Dropping abortion from the platform
In the 2016 Republican platform, the word “abortion” appeared 35 times, always in the context of strong protection for the lives of unborn children, and federal policies consistent with that commitment. (The Republicans did not publish a platform in 2020, running instead on the 2016 platform.) The 2016 platform provided detailed policy positions to regulate access to abortion and to prohibit federal support or taxpayer subsidy of abortion.
The 2024 platform mentions abortion one time. And it does so in a plank that abandons moral opposition to abortion, reducing it to mere policy choices in the states.
Put another way, the sole plank in which the Republicans mention abortion is a legally incoherent word salad. And it invokes the 14th Amendment for a policy position that is exactly opposite the meaning and purpose of the Amendment.

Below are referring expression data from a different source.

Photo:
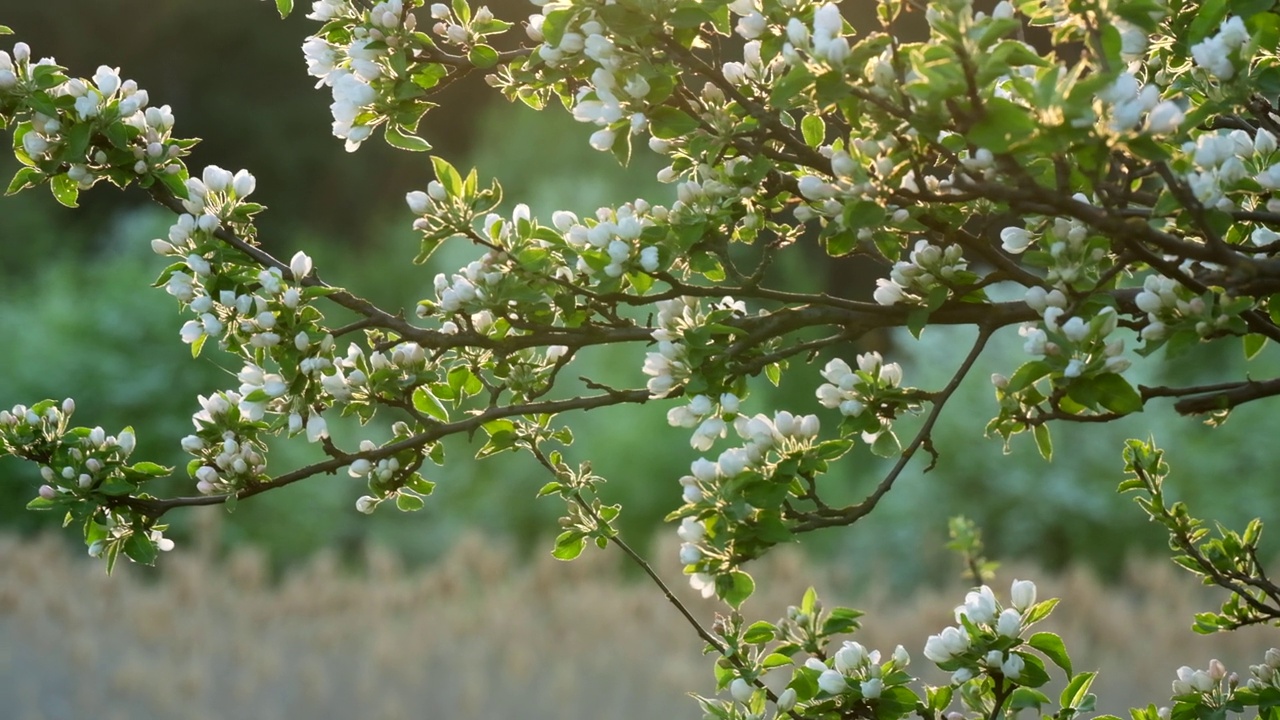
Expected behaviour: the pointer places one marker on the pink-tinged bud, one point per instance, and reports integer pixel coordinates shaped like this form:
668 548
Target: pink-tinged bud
243 183
316 428
832 682
300 265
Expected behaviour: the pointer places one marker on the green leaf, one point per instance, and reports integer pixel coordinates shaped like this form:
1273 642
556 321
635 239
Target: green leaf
420 484
809 601
1043 441
1002 126
396 137
813 130
65 190
447 174
666 123
735 588
759 632
568 545
1033 674
407 502
1116 395
1075 691
775 660
1027 376
1051 646
152 469
1253 343
428 404
141 548
23 178
773 370
483 57
1024 698
41 504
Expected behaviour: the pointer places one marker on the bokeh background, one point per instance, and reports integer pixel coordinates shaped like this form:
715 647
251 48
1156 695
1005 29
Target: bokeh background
297 606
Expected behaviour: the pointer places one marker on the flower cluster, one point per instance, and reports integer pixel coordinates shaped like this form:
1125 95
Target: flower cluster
981 642
1070 253
231 458
1129 103
1221 160
1080 341
611 242
1201 682
616 96
1267 673
927 267
1220 54
703 414
855 670
1170 305
785 434
81 464
106 104
853 392
667 367
352 64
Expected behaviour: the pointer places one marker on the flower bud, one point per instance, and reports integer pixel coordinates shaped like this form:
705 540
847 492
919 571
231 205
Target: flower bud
786 700
740 689
300 265
417 201
832 682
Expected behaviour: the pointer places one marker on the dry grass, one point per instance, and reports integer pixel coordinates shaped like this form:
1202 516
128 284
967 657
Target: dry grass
476 637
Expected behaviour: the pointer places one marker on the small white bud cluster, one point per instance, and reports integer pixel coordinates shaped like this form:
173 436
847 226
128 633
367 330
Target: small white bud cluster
1168 304
856 670
927 267
1201 682
616 233
1219 55
996 624
1224 159
231 464
1267 674
351 62
151 151
853 392
1066 240
1129 103
86 461
703 414
785 433
1086 342
753 71
823 45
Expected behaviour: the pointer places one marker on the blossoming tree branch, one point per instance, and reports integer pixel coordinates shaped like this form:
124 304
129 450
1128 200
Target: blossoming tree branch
1109 196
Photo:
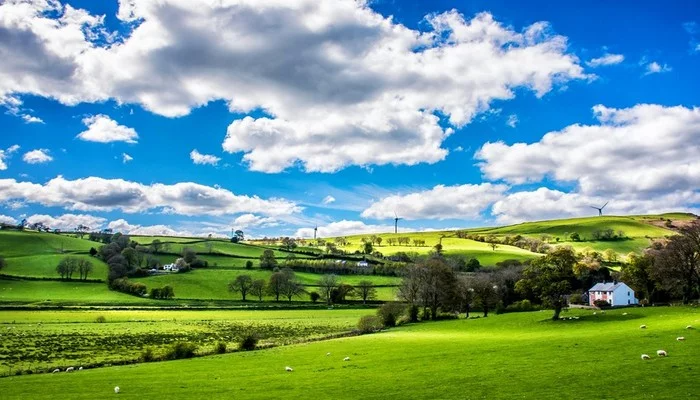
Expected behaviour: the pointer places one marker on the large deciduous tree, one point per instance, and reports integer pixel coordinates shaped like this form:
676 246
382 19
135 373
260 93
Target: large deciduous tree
550 278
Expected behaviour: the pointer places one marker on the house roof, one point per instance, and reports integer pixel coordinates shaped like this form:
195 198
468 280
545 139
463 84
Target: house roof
606 286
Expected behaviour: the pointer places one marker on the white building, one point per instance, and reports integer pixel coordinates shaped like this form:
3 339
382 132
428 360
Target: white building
615 293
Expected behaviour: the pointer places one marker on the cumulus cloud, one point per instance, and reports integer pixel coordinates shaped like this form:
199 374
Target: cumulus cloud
38 156
199 158
607 59
646 149
99 194
344 227
103 129
545 203
339 83
67 221
328 199
247 221
5 219
440 202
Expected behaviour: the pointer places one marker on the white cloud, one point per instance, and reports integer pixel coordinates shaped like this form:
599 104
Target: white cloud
247 221
103 129
607 59
646 149
99 194
545 203
199 158
4 219
343 228
655 68
440 202
340 84
328 199
38 156
67 221
512 120
30 119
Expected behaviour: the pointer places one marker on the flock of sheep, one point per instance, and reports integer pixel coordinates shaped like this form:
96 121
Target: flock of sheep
661 353
290 369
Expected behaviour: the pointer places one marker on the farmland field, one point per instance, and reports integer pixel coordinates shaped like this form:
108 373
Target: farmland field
474 358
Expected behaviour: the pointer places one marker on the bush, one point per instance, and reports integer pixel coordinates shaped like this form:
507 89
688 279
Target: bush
248 342
389 313
369 324
181 350
147 355
221 347
601 303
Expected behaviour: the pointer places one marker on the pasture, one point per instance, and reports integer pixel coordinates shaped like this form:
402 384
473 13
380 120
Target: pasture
522 355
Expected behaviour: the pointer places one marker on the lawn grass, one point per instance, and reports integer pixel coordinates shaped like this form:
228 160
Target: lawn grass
523 355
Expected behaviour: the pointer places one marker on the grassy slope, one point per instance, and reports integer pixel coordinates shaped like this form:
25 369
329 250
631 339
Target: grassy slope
500 357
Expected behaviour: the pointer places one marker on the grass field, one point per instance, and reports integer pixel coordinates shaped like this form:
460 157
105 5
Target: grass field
40 340
501 357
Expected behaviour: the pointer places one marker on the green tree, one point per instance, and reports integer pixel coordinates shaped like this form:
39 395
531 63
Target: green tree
549 278
267 259
242 284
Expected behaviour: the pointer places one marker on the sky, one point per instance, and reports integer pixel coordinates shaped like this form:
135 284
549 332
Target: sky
196 117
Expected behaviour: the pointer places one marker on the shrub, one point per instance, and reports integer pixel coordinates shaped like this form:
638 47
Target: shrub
389 313
248 342
314 296
181 350
221 347
369 324
601 303
147 355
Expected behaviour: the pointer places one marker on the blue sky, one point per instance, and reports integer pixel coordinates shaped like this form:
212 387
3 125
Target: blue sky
195 117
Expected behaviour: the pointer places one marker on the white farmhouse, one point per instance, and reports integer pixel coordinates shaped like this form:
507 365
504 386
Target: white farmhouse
615 293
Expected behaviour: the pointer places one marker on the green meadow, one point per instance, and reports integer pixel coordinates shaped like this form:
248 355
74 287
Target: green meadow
520 355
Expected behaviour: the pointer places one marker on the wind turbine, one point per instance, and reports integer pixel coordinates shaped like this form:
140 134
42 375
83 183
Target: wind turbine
396 222
600 209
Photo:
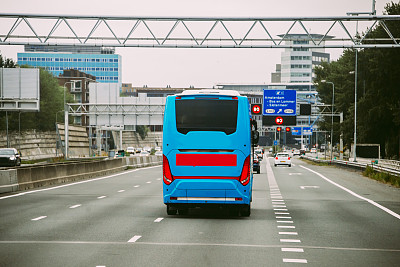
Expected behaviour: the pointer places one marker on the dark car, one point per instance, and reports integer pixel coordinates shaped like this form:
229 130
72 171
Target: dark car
9 157
256 165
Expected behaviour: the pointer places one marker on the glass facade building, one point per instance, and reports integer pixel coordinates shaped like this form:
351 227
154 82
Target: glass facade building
105 67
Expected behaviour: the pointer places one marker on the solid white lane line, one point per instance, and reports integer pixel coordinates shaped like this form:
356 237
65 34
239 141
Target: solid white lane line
355 194
81 182
38 218
294 260
292 250
288 233
134 239
290 241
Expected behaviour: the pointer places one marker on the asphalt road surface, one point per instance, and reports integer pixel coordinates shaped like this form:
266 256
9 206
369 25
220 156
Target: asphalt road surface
303 215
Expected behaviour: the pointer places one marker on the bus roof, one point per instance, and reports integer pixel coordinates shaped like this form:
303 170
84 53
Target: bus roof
210 92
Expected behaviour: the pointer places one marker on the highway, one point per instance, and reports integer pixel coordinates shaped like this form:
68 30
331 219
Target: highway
303 215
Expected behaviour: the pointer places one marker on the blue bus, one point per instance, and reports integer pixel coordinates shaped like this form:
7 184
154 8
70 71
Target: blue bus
207 157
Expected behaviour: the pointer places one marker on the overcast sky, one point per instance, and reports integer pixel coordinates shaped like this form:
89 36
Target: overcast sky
198 67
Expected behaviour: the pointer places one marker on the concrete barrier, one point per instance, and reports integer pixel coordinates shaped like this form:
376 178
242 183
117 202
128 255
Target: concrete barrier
8 181
24 178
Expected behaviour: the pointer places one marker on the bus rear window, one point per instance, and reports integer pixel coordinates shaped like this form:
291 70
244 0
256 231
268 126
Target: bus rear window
206 115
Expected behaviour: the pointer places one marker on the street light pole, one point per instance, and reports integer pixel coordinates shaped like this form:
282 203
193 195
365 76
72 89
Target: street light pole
66 125
333 103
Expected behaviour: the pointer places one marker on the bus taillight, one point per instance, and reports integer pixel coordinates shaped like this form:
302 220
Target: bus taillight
167 176
245 176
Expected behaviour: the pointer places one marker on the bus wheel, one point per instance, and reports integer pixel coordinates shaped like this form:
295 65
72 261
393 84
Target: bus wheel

In Chapter Nine, plank 4, the platform states, “We believe that the 14th Amendment to the Constitution of the United States guarantees that no person can be denied Life or Liberty without Due Process, and that the States are, therefore, free to pass Laws protecting those Rights.” This is — quite literally — legal nonsense. It invokes the wrong clause of the Amendment for the principle it attempts to endorse. And that principle is exactly what the 14th Amendment prohibits.
Misusing the 14th Amendment
Ratified in 1868, the 14th Amendment protected the rights and liberties of newly-freed African American slaves from hostile state legislatures. The relevant section of the amendment has two clauses. The first says that no state may “deprive any person of life, liberty, or property, without due process of law.” This is called the “due process” clause. Its concern is to ensure that states follow duly-enacted legal procedures in imposing criminal or civil penalties on alleged wrongdoers. It has no relevance to the issue of abortion. Yet it is the clause invoked in the Republican platform. And it is invoked to provide a power to the states that the amendment proscribes.
The section of the 14th amendment the Republican platform should have invoked is the so-called “equal protection” clause. It provides that no state may “deny to any person within its jurisdiction the equal protection of the laws.” But even had the platform cited this appropriate clause, it completely misconstrues the very purpose of the 14th Amendment. The party platform implies that the amendment leaves states “free to pass Laws protecting those Rights.” But the 14th Amendment does not license states to make laws as the citizens of each state see fit. To the contrary, its purpose is to prevent states from passing laws that violate the rights and liberties of African Americans — and by extension — all persons. The 2024 Republican party does not even understand the Constitutional amendment that the 1866 Republican party proposed and championed.
If the 14th Amendment relates to the issue of abortion, its application would prohibit states from passing laws that do not offer equal protection to unborn children — not permit them to do so. The persons who drafted and endorsed the 2024 Republican Platform seem innocent of that distinction.
Endorsing birth control and IVF
And it gets worse. The same plank of the platform supports “access to Birth Control, and IVF (fertility treatments).” Even leaving aside the fact that many forms of hormonal birth control are abortifacients, to endorse IVF (in vitro fertilization) is to condone procedures that almost always involve the destruction of human embryos. This plank is consistent with Donald Trump’s declaration that he supports federal protections of IVF. It is also consistent with his express endorsement of widespread access to chemical abortion, the most common kind of abortion in the United States.
In the 2016 and 2020 elections, some Catholics justified their votes for Donald Trump because he was the pro-life candidate, running on a pro-life party platform. If that rationalization was legitimate in those elections (and I do not concede that it was), it is not available in the 2024 election. Single-issue anti-abortion voters now have no place to hide. And Catholics do not have a viable choice between the two major parties.